Hey, that's good advice!  Sounds like I have some work to do.  ;)

Wednesday, October 1, 2014

Does She Have Any Real Kids?

I got a text from a friend who saw us in the parent drop-off line.  She was saying how they were looking at our Star Wars stick family on the back of the van and naming the kids.  Antwan had slipped their mind.  She also mentioned that her daughter had asked if we had any "real" kids.  (Thud.)  She went on to say that she embarked on a pre-drop off life lesson speech and reminded her that she, herself, was in a "real" family. 

Now, since I had changed cell phones and not saved my contacts, I was confused.  And sad.  I was sad that this child innocently saw my kids as not real, in a way.  That's when I started writing a blog post in my head! ;)   And, I was confused by her reference to her own family.  But, her follow-up response cleared it up. 

The text was from, as I call her, the other transracial adopter in our area.  She and I are very different people.  I doubt that I'd drag her to a sci-fi convention in a costume, but I definitely like her.  And, it sure is nice to have someone else around here who gets it. 
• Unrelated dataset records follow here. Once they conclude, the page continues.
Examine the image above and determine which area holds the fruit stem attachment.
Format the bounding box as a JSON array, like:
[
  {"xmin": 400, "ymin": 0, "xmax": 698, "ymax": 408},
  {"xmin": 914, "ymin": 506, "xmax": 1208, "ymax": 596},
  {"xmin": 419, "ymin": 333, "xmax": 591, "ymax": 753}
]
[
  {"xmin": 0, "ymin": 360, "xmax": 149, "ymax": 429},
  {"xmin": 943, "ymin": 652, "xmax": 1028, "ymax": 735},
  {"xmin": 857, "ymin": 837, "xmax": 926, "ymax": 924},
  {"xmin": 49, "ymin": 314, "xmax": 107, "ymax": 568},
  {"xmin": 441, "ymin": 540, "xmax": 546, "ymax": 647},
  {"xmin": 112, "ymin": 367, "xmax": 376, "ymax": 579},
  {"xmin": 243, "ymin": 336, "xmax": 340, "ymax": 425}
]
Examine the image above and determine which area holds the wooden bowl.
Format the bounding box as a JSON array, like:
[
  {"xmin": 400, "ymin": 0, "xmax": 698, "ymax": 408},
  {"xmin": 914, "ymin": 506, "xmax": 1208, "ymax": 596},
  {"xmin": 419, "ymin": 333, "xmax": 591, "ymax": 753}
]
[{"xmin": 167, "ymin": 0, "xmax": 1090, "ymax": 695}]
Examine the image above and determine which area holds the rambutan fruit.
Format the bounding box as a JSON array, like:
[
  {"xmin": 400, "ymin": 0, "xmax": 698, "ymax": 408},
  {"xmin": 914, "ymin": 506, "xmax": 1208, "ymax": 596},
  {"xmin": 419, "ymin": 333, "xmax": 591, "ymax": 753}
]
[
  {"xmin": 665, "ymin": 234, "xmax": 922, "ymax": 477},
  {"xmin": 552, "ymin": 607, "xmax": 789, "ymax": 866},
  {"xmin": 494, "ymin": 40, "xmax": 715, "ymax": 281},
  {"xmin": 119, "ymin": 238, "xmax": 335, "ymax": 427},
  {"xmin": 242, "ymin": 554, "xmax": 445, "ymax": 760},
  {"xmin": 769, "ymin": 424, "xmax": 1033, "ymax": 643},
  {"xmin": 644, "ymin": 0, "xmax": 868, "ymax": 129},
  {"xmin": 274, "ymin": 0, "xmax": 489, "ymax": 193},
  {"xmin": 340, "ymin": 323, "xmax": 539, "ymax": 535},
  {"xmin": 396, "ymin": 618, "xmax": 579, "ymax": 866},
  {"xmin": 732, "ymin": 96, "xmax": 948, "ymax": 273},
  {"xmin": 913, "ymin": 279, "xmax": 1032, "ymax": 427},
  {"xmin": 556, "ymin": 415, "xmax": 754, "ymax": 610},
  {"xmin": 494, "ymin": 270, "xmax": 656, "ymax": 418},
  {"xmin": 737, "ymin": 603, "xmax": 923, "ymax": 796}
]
So, I then understood why she reminded her daughter that her family was "real."  But, I also realized that, on some level, this little girl was defining herself that way.  And, that breaks my heart. 

Why do adoptive families/adoptees get sensitive about terminology?  That's why.  It's sad and frustrating that society perceives adopted families as less than real.  It's horrible that a child would think of herself that way.

So, what is real?

Well, google says....

adjective: real; comparative adjective: realer; superlative adjective: realest
  1. 1.
    actually existing as a thing or occurring in fact; not imagined or supposed.
    "Julius Caesar was a real person"
    synonyms:actual, nonfictional, factual, real-life; More
    "is she a fictional character or a real person?"
    • used to emphasize the significance or seriousness of a situation or circumstance.
      "there is a real danger of civil war"
    • Philosophy
      relating to something as it is, not merely as it may be described or distinguished.
  2. 2.
    (of a substance or thing) not imitation or artificial; genuine.
    "the earring was presumably real gold"
    synonyms:genuine, authentic, bona fide; More

    "tears of real grief"

    antonyms:imaginary, fake, false, feigned
    • true or actual.
      "his real name is James"
      synonyms:true, actual
      "my real name"
    • (of a person or thing) rightly so called; proper.
      "he's my idea of a real man"
      synonyms:proper, true;
      "a real man"
North Americaninformal
adverb: real
  1. 1.
    really; very.
    "my head hurts real bad"
Well, "my head hurt real bad," this morning, when Antwan and Lizzie talked loudly and excitedly when I stumbled out of my bedroom.  That was definitely real.   I didn't imagine that. 
We live together, love together, fight together, and thrive together.   (I know, that was a little cheesy, but you get the idea.)
We are a real family.  We are "actually existing as a thing or occurring in fact; not imagined or supposed." 
A judge slammed his gavel after we filled out a lot of paperwork, got finger prints, and impressed case workers.  He made us legal family.  He gave us the same legal rights that other families have.  He made their names "Parker."  And, he assured us that nobody could come and take them away because they decided that another living situation might be better for them.  He gave me the right to authorize whatever medical treatment that I saw fit for my kids without having to show a red folder or explain who I was.  But, did he make us a real family?  Not really.

That just is.

What's a real family?  Is it shared biology or shared blood and DNA?   Yes and no.  If I slit my wrist and slit my children's wrists and tied them together like they do in a traditional Scottish wedding (Yes, I've been watching too much "Outlander."), we'd be sharing more blood than we are now.  Would it be more real?  Not really, I'd just be in a lot of legal trouble... ;)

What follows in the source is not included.